“Eternal Sunshine of the Spotless Mind” in review

Jim Carrey stars in romantic comedy full of twists and turns



Story by Trent Tetzlaff, Copy Editor

If you like Jim Carrey, his quirky sense of humor and different acting style, then this one is right up your alley.

“Eternal Sunshine of the Spotless Mind” is a twisted comedic and romantic film in which Carrey stars as a rather bland man named Joel Barish. Barish is informed that his ex-girlfriend Clementine, otherwise known as Clem, has had her memories of their relationship erased from her brain thanks to an experimental procedure performed by Dr. Mierzwiak, a knowledgeable doctor.

In response, Barish decides to have the same procedure done to himself to have his memory erased of Clementine. As two workers of Dr. Mierzwiak perform the procedure overnight on Joel in his apartment, he struggles in his own mind to save the memories of Clementine from being deleted.

I am no movie connoisseur but I can spot an odd film when I see one, and that is exactly what this one is. However, despite its odd scenes and plot twists left and right, as I reflected on the film as a whole it came to me that the movie did exactly what it was supposed to.

The way that Clementine (Kate Winslet) contrasts with Barish from the get-go just really gets me thinking. Why is such an outgoing woman going out of her way to get to know a boring emotional man like Barish on an empty train? The answer is because opposites attract, as you learn throughout the film.

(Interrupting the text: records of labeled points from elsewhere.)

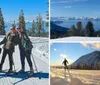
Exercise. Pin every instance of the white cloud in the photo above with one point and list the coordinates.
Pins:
(67, 1)
(65, 56)
(68, 7)
(91, 45)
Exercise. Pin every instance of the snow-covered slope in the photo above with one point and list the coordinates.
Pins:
(41, 55)
(76, 39)
(89, 59)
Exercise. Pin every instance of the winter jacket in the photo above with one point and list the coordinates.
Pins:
(24, 41)
(9, 42)
(65, 62)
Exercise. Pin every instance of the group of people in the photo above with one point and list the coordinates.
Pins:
(16, 37)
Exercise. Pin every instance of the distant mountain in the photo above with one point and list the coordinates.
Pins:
(8, 24)
(57, 31)
(91, 59)
(57, 22)
(74, 18)
(57, 28)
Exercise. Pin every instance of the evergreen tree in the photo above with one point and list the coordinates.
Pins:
(39, 24)
(2, 25)
(79, 28)
(89, 29)
(22, 20)
(47, 24)
(14, 25)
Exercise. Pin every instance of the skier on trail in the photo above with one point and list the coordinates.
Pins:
(65, 62)
(25, 47)
(9, 42)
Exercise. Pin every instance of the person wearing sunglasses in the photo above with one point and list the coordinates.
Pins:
(9, 43)
(25, 47)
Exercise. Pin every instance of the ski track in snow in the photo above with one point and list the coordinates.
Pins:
(74, 77)
(76, 39)
(41, 56)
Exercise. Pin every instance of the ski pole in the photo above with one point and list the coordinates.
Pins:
(34, 62)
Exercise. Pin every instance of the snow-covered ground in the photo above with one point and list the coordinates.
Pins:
(74, 77)
(41, 55)
(77, 39)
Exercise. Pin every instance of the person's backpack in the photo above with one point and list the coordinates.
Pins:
(28, 45)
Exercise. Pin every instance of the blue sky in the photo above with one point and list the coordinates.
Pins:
(70, 51)
(11, 8)
(78, 8)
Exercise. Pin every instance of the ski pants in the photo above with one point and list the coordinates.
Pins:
(24, 54)
(5, 52)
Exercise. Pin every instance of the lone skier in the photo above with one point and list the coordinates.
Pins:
(65, 62)
(9, 42)
(25, 47)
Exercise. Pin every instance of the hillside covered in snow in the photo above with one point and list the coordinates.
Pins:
(41, 56)
(88, 61)
(76, 39)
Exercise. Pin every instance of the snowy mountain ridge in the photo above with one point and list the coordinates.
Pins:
(89, 59)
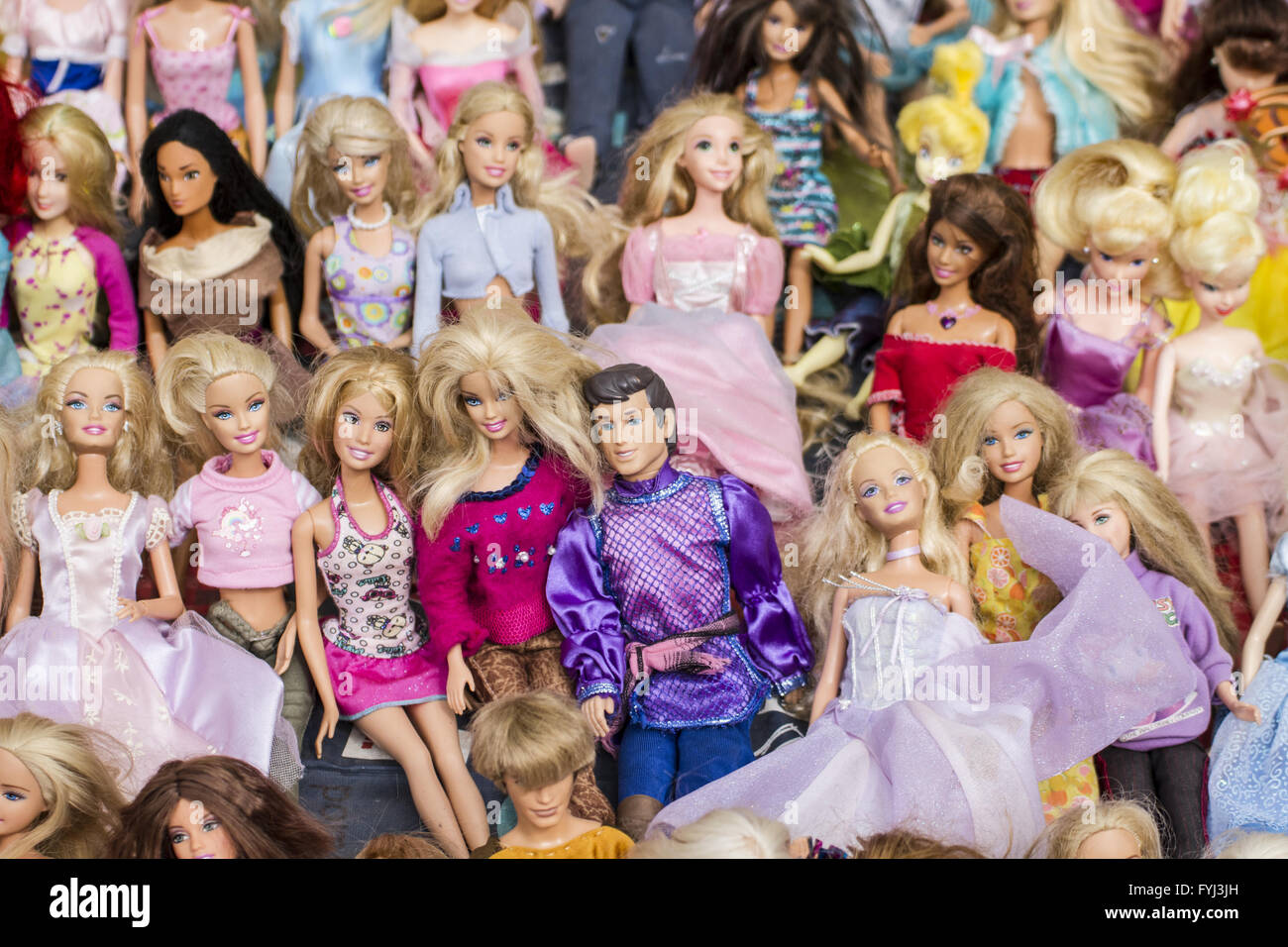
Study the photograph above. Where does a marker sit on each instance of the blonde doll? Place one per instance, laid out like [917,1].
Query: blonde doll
[374,664]
[59,795]
[1220,403]
[65,252]
[355,196]
[1109,205]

Clementine’s sarcastic sense of humor clashes with Barish’s rather dry one, really making you wonder what is going on. But as Barish begins to have his procedure to erase his memories, you learn about the relationship between the two, bringing you back up to speed to again be thrown a curveball before Barish can even awake.

Director Michel Gondry and screenwriter Charlie Kaufman have a fresh way of portraying the love story to viewers that almost makes you feel as if you are having the dreams, not Barish, as you face a whirlwind of up’s and down’s.

In a New York Times film review Elvis Mitchell said, “Even as you laugh, it’s a movie you admire more than love.”

I can’t agree with Mitchell any more. This 108 minute screenplay will have you laughing, wondering and admiring each and every character for a different reason while keeping you on the edge of your seat.

So grab yourself a seat but make sure not to miss a second or you’ll be lost. Shows are at 7 p.m. Friday, 2 and 7 p.m. Saturday and 2 p.m. Sunday in Woodland Theater in Davies Center.